A solid set of results after the market close on Monday have set the stock up for a 13% pop on Tuesday.
Forecast-beating results are pleasing for markets. But a super-confident outlook report is worth so much more.
The company spoke of "hypergrowth" in its Gen2 cloud infrastructure business. "We expect to continue receiving large contracts reserving cloud infrastructure capacity because the demand... substantially exceeds supply," said CEO Safra Catz.
The company added that it was opening new and expanding existing cloud datacenters "very rapidly."
Oracle, founded in 1977 by Larry Ellison, Bob Miner and Ed Oates, specialized early on in developing databases, and by the time of its initial public offering in 1986, the company's flagship product Oracle Database was already running on Microsoft's flagship offering MS-DOS.
Analyst Reaction
Analysts were upbeat about the performance of Oracle in the fourth quarter. Raimo Lenschow at Barclays Investment Bank maintained an Overweight rating on the stock and raised the target price from $140 from to $147.
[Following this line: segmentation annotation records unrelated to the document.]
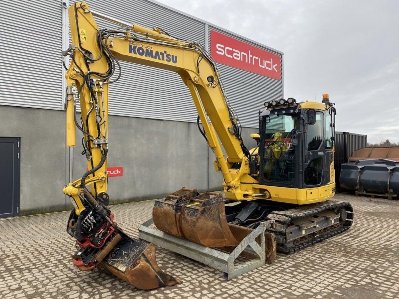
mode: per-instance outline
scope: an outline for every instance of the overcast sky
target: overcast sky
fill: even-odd
[[[158,0],[284,52],[284,95],[336,104],[337,131],[399,142],[399,0]]]

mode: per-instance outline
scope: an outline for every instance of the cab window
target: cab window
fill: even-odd
[[[320,147],[324,137],[324,116],[322,112],[317,112],[316,122],[308,126],[306,135],[306,145],[308,150],[316,150]]]

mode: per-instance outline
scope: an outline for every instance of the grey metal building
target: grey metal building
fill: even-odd
[[[5,192],[0,217],[71,206],[62,192],[68,175],[60,53],[69,43],[66,7],[74,2],[0,2],[0,188]],[[257,132],[258,111],[265,100],[283,97],[282,52],[152,0],[86,2],[110,16],[157,26],[205,45],[218,62],[244,142],[248,147],[255,145],[249,135]],[[98,23],[115,27],[101,20]],[[221,45],[222,40],[236,48]],[[214,56],[218,53],[223,55],[219,60]],[[263,59],[263,66],[262,55],[271,57]],[[237,61],[246,64],[237,67]],[[214,170],[213,153],[198,132],[197,111],[179,76],[121,64],[122,77],[110,89],[108,165],[123,167],[123,175],[109,179],[111,201],[156,198],[184,185],[220,189],[222,177]],[[262,73],[270,68],[271,75]],[[86,167],[80,138],[74,153],[75,179]]]

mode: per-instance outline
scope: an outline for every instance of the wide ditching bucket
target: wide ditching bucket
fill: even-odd
[[[399,194],[399,147],[363,148],[342,165],[340,185],[356,195],[389,199]]]
[[[229,228],[221,193],[183,188],[156,201],[153,219],[159,230],[207,247],[239,243]]]

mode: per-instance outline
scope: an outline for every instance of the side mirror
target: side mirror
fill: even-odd
[[[315,112],[316,113],[316,112]],[[270,115],[270,111],[268,110],[263,110],[259,116],[268,116]]]
[[[291,130],[291,143],[294,147],[298,144],[298,132],[295,129]]]
[[[309,109],[306,113],[306,124],[312,126],[315,123],[316,111],[314,109]]]

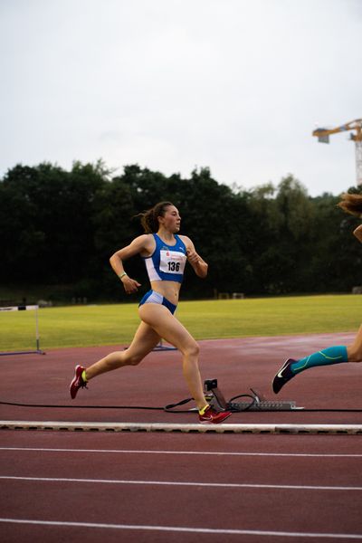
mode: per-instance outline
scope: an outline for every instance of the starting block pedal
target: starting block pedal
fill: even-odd
[[[296,402],[291,400],[267,400],[262,394],[250,389],[251,394],[242,394],[226,402],[223,393],[217,386],[217,379],[206,379],[204,383],[206,400],[216,411],[299,411],[304,407],[298,407]],[[236,402],[238,397],[248,398]]]

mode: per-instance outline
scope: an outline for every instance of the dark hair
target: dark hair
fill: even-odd
[[[345,193],[341,195],[342,200],[338,204],[339,207],[350,214],[360,217],[362,214],[362,195],[349,195]]]
[[[170,205],[171,202],[158,202],[151,209],[140,213],[138,216],[141,217],[141,224],[146,233],[157,233],[159,228],[158,217],[163,217]]]

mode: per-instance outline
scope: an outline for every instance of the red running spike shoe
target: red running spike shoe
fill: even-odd
[[[75,367],[73,380],[71,381],[70,386],[71,397],[72,399],[75,398],[80,388],[87,388],[87,381],[84,381],[83,377],[81,376],[81,374],[84,370],[85,367],[82,366]]]

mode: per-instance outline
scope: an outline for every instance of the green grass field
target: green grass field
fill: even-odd
[[[357,331],[362,296],[329,295],[184,301],[177,318],[196,339]],[[127,345],[137,304],[39,310],[41,348]],[[0,351],[34,348],[34,311],[0,311]]]

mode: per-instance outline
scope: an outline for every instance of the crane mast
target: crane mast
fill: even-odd
[[[362,186],[362,119],[356,119],[336,129],[316,129],[316,136],[321,143],[329,143],[329,136],[338,132],[351,130],[350,139],[356,144],[356,177],[357,186]]]

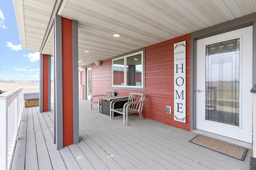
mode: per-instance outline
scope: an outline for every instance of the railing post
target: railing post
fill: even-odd
[[[2,169],[7,168],[7,123],[8,106],[5,96],[0,96],[0,167]]]
[[[251,157],[250,170],[256,170],[256,84],[251,90],[252,93],[252,156]]]

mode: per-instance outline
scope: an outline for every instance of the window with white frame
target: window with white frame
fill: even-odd
[[[142,50],[112,59],[112,88],[144,89],[144,52]]]

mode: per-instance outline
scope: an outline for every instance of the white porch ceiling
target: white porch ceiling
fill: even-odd
[[[22,48],[40,51],[59,1],[14,0]],[[255,0],[60,1],[58,14],[78,21],[80,66],[256,12]],[[52,33],[44,54],[53,55]]]

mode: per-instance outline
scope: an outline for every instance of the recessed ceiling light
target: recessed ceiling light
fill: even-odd
[[[113,36],[114,37],[120,37],[120,34],[115,34],[113,35]]]

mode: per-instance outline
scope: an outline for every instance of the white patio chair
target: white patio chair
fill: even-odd
[[[123,123],[128,125],[128,115],[138,113],[140,119],[144,119],[142,111],[145,95],[141,93],[130,93],[128,101],[124,105],[123,108],[115,109],[115,103],[118,101],[125,101],[125,100],[113,100],[110,103],[110,117],[114,119],[114,112],[123,115]],[[126,99],[126,100],[127,100]]]
[[[100,105],[101,105],[101,102],[100,99],[99,99],[97,102],[92,102],[92,99],[93,98],[98,96],[111,96],[114,95],[113,90],[106,90],[105,92],[105,94],[100,94],[98,95],[92,96],[91,97],[91,110],[92,109],[92,104],[96,104],[98,106],[98,111],[99,113],[100,112]]]

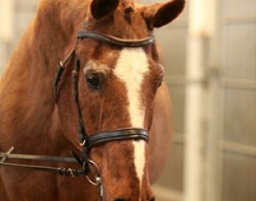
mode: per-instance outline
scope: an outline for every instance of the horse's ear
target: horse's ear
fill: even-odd
[[[150,28],[159,28],[171,23],[183,10],[185,0],[173,0],[145,8],[143,16]]]
[[[90,5],[92,16],[96,20],[110,16],[116,10],[120,0],[93,0]]]

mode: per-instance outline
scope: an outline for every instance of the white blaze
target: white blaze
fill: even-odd
[[[142,82],[149,71],[147,55],[142,49],[124,49],[121,51],[114,74],[124,82],[128,99],[128,112],[133,127],[144,127],[145,108],[141,104]],[[134,141],[135,165],[141,184],[145,167],[145,142]]]

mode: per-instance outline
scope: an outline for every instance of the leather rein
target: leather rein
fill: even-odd
[[[77,42],[75,48],[71,53],[62,61],[60,62],[60,65],[56,70],[56,81],[55,81],[55,95],[56,95],[56,104],[57,104],[57,89],[58,83],[61,80],[62,75],[65,69],[65,64],[71,58],[75,56],[75,65],[74,70],[72,72],[72,82],[73,82],[73,92],[75,98],[75,104],[77,110],[78,116],[78,133],[79,140],[82,146],[81,156],[78,156],[74,152],[70,151],[73,157],[55,157],[55,156],[43,156],[43,155],[30,155],[30,154],[15,154],[12,153],[14,147],[10,147],[6,152],[0,152],[0,166],[10,166],[10,167],[19,167],[27,168],[36,171],[43,172],[56,172],[61,176],[85,176],[89,182],[99,188],[99,198],[102,200],[102,185],[100,175],[100,169],[92,159],[89,158],[90,150],[97,146],[103,143],[114,141],[114,140],[127,140],[134,139],[140,140],[143,139],[147,142],[149,139],[149,133],[147,130],[133,128],[133,129],[121,129],[115,131],[109,131],[96,133],[94,135],[89,135],[83,126],[82,115],[81,106],[79,103],[79,90],[78,90],[78,79],[80,71],[80,61],[75,55],[75,48],[80,41],[89,38],[95,41],[99,41],[104,43],[108,43],[111,46],[121,47],[121,48],[140,48],[146,45],[153,44],[155,41],[154,36],[141,39],[141,40],[124,40],[121,38],[111,36],[102,33],[99,33],[92,30],[81,30],[78,32]],[[78,163],[82,168],[73,169],[73,168],[63,168],[63,167],[49,167],[49,166],[40,166],[32,165],[26,164],[17,164],[6,162],[7,159],[25,159],[25,160],[34,160],[34,161],[51,161],[51,162],[65,162],[65,163]],[[89,175],[90,172],[94,172],[95,175],[95,178],[92,179]]]

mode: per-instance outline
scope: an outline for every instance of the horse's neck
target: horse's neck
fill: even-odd
[[[64,50],[75,42],[71,40],[75,27],[70,24],[63,31],[57,22],[60,17],[55,16],[59,10],[50,9],[40,8],[0,82],[0,133],[3,138],[9,136],[12,139],[10,143],[16,146],[20,140],[30,139],[40,148],[42,140],[50,143],[49,139],[55,140],[55,133],[60,132],[54,79],[58,62],[65,56]],[[28,144],[23,149],[30,150],[30,146]],[[47,148],[47,143],[44,146]]]

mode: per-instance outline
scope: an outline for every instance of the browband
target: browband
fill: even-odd
[[[108,43],[110,45],[127,48],[139,48],[145,45],[153,44],[155,42],[155,38],[154,36],[150,36],[148,37],[139,40],[125,40],[93,30],[81,30],[78,32],[76,37],[78,39],[90,38],[95,41]]]
[[[144,139],[148,141],[149,133],[147,130],[140,128],[115,130],[89,136],[87,140],[89,148],[91,149],[106,142],[123,139]]]

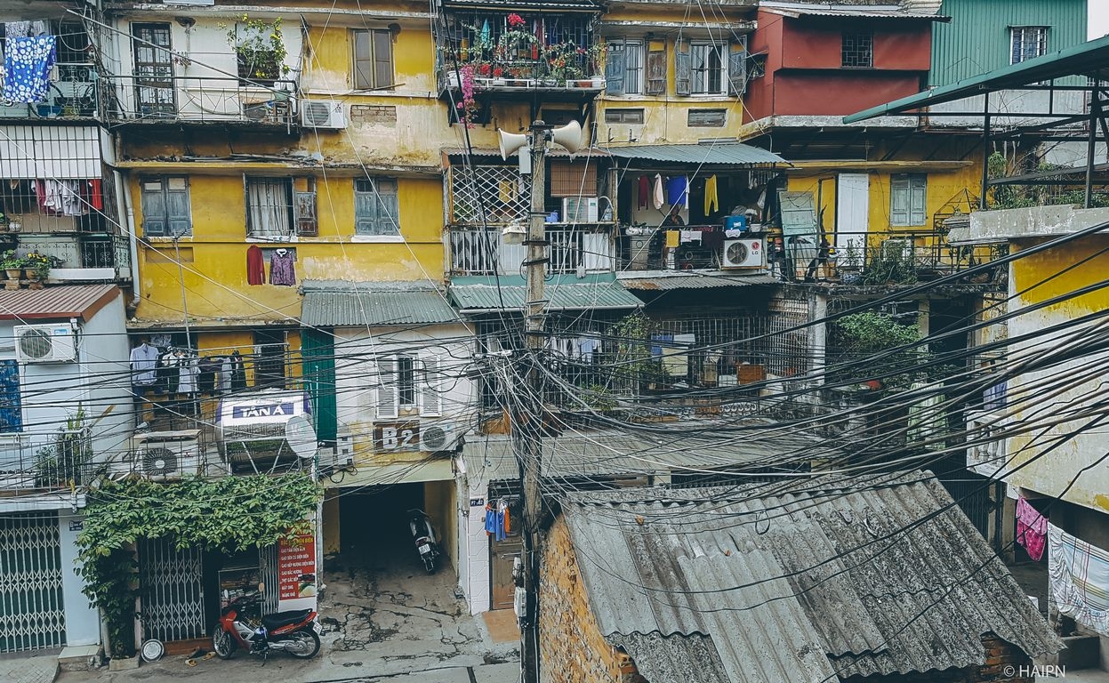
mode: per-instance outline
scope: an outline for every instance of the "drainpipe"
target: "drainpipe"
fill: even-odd
[[[123,182],[123,174],[112,171],[115,176],[115,202],[123,208],[128,224],[128,247],[131,252],[131,292],[135,305],[142,300],[142,284],[139,279],[139,238],[135,236],[135,211],[131,203],[131,185]]]

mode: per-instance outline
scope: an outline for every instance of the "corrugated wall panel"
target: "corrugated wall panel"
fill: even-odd
[[[932,30],[930,85],[1005,67],[1010,27],[1048,27],[1048,52],[1086,42],[1086,0],[944,0]]]

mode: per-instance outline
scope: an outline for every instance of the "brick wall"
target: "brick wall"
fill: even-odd
[[[1026,672],[1031,671],[1032,661],[1020,648],[1005,642],[993,633],[983,636],[981,642],[986,649],[986,664],[983,666],[907,675],[851,676],[844,679],[844,683],[1035,683],[1031,676],[1014,675],[1021,667]]]
[[[539,656],[545,683],[642,681],[631,659],[601,635],[562,518],[547,532],[539,585]]]

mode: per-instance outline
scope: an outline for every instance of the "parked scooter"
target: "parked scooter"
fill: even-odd
[[[315,610],[291,610],[258,616],[264,584],[231,601],[220,610],[212,633],[212,649],[221,660],[231,659],[242,648],[251,654],[268,656],[287,652],[308,660],[319,652],[319,622]]]
[[[408,514],[408,529],[411,531],[419,558],[424,561],[424,569],[427,573],[434,574],[435,563],[442,554],[435,538],[435,528],[423,510],[409,510]]]

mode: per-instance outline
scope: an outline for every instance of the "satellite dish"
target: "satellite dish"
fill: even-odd
[[[285,440],[298,457],[316,457],[316,428],[308,416],[297,415],[285,422]]]

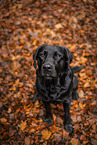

Piper Sandler analyst Brent Bracelin maintained an Overweight rating and raised the price target from $122 to $140.
Brent Thill at Jefferies reiterated a Buy rating on the stock and raised the target price from $145 to $150, noting improving trends in cloud infrastructure and demand for artificial intelligence (AI) workloads.
Partnerships With Big Tech
Indeed, Oracle partnered with AI-processing equipment giant Nvidia Corporation (NASDAQ: NVDA), announcing last year that Nvidia would be running its strategic AI application on the new Oracle Cloud Infrastructure Supercluster - a supercomputer that offers cloud services at massive scale.
"This is a critical capability as more and more organizations require computing resources for their unique AI use cases," said Clay Magouyrk, executive vice president for the project.
Oracle also formed a partnership with Microsoft in 2019 pairing up Oracle Cloud with Microsoft Azure to allow customers of both companies to store data on both cloud platforms, running software through either Oracle or Azure.
Thus, Oracle has placed itself strategically among the Magnificent Seven stocks, yet without the same level of market scrutiny these mega-caps come under from investors every time the market sees a hint of selling.
And, with a price to earnings ratio of just 30, there are few analysts who are likely to call this an overvalued stock compared, for example with Nvidia's P/E of 70.